Bay Area Indymedia: San Francisc:
Friday, May 13, 2016.
On May 13,
2016, three judges of the 9th Circuit Court of Appeals will hear oral arguments
in the Freedom of Information Act (FOIA) lawsuit brought by School of the
Americas Watch members, Theresa Cameranesi and Judith Liteky. As plaintiffs,
they seek to compel the U.S. Department of Defense to disclose the names and
military units of foreign students and instructors attending the Western
Hemisphere Institute for Security Cooperation (WHINSEC), a U.S. military
training school located at Fort Benning, Georgia and funded by U.S. taxpayers.
In 2014,
Judge Phyllis J. Hamilton, of the United States Northern District Court of
California, ordered the Department of Defense to release the names of the
students and instructors at the Western Hemisphere Institute for Security
Cooperation (formerly known as the School of the Americas, or SOA), a U.S.
military training school for Latin American soldiers that for decades has been
connected to torturers, death squads and military dictators throughout the
Americas. SOA Watch activists had taken the U.S. government to court over its
refusal to release the information, and won. Read the court ruling here:
SOAW.org/judgment
The U.S.
Department of Defense subsequently filed a notice to appeal the court ruling.
SOA Watch is
an independent, grassroots movement that provides citizen oversight of U.S.

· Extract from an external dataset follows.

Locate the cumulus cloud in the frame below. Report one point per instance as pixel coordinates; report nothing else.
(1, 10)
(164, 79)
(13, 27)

military training given to Latin American military and police personnel at the
Western Hemisphere Institute for Security Cooperation, formerly known as the
School of Americas. Through vigils and fasts, demonstrations and nonviolent
protest, as well as media, legal and legislative work, the movement works in
solidarity with the people of Latin America and the Caribbean for human rights,
economic justice, and democracy.
The U.S.
Department of Defense has denied Freedom of Information (FOIA) requests by
School of the Americas Watch for the names of WHINSEC students and instructors
for the years 2004-2010. For the years 1946-2003 the names had always been
released when requested. The names are the basis of the SOA Watch database and
the means of citizen oversight of the record of SOA/WHINSEC graduates.
Plaintiff
Theresa Cameranesi is a member of the School of the Americas Watch Council. She
is also a member of the SOA Watch Legislative Working Group and is active in
advocating for Congressional investigation of the human rights records of
graduates of SOA and WHINSEC. As part of the SOA Watch San Francisco Research
Group, she and plaintiff Judith Liteky identified students and instructors at
WHINSEC who were admitted for training even though they had been charged with
human rights violations.
Plaintiff
Judith Liteky has been active with School of the Americas Watch since its
founding in 1990 in response to the massacre in San Salvador at the University
of Central America. On the night of November 16, 1989, a Salvadoran Army patrol
entered the University campus and massacred six Jesuit priests, their
housekeeper and her daughter. Nineteen of the military officers cited for this
atrocity had received training at the US Army School of the Americas at Fort
Benning, Georgia. Judith was a co-founder of School of the Americas Watch San
Francisco.
Plaintiff’s
Cameranesi and Liteky received the 2014 James Madison Freedom of Information
Citizen Award for pressing a Freedom of Information Act lawsuit against the
Department of Defense to win a precedent-setting ruling that the government may
not withhold on national security grounds the names and military unit
information of graduates and instructors at the former School of the Americas,
now known as the Western Hemisphere Institute for Security Cooperation.
The SOA Watch
plaintiffs are being represented by attorneys Duffy Carolan and Kent Spriggs.
Duffy Carolan
is a partner with the San Francisco firm Jassy Vick Carolan. Attorney Carolan
has been honored by her peers as San Francisco's Lawyer of the Year in
Litigation - First Amendment cases. She has also received the James Madison
Freedom of Information Award, a Bay Area honor given to individuals and
organizations who have made significant contributions to the advancement of
freedom of expression, particularly freedom of information and open government.
Kent Spriggs
is the principal in Spriggs Law Firm, Tallahassee, Florida. Attorney Spriggs
has represented individuals in civil rights actions, the majority in class
actions. He also works in the field of international human rights, including
representing those illegally detained at Guantánamo Bay, and assisted in the
analysis of U.S. money used to destabilize sovereign Latin American
democracies. He has been a human rights observer in El Salvador, Honduras,
Colombia, and Chile as well as Palestine and Afghanistan.